Personal computers are due to get a lot more personal, too. IBM's Almaden Research Center in San Jose, Calif., has already come up with a mouse that is sensitive to the user's mood. The "emotion mouse" can detect physiological signals--such as skin conductivity, blood pressure and heart rate--that may indicate how a user is feeling. For example, a user who is under stress will have sweaty palms, which can be detected by sensors studding the surface of the mouse. IBM believes that the mouse can be used in computer-related training in order to reduce stress among students by displaying a soothing screen-saver image or offering a different task after a certain stress threshold has been surpassed. It remains to be seen if users will feel comfortable with a mouse that can read minds.

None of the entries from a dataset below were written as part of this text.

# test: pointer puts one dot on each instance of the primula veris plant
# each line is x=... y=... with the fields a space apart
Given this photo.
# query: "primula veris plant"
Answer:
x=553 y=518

Meanwhile, Hewlett-Packard and Compaq are announcing open-platform, scaled-down Internet versions of the standard desktop PC for business users, a move which analysts say is a direct response to the growing popularity of alternative ways of accessing online information. HP's Vectra and Compaq's iPaq machines are designed for the corporate market, making it easy to connect to the Web but hard for staff to reconfigure on a personal basis or copy company files onto disks. Roughly a quarter of the dimensions of a standard PC and weighing in at only 3.8 kg, the Vectra takes up a fraction of the deskspace used up by a standard PC.
Although the new breed of PC attempt to emulate information appliances they still are burdened by the negative aspects of PCs. "They are smaller, sexier and hopefully easier to use but still tied to the Windows legacy, which is basically cumbersome," says Roger Kay, an analyst at technology consultancy IDC. As other types of consumer-friendly gadgets gain in popularity, the pressure will be on PC makers to make even more improvements in time for next year's CeBIT.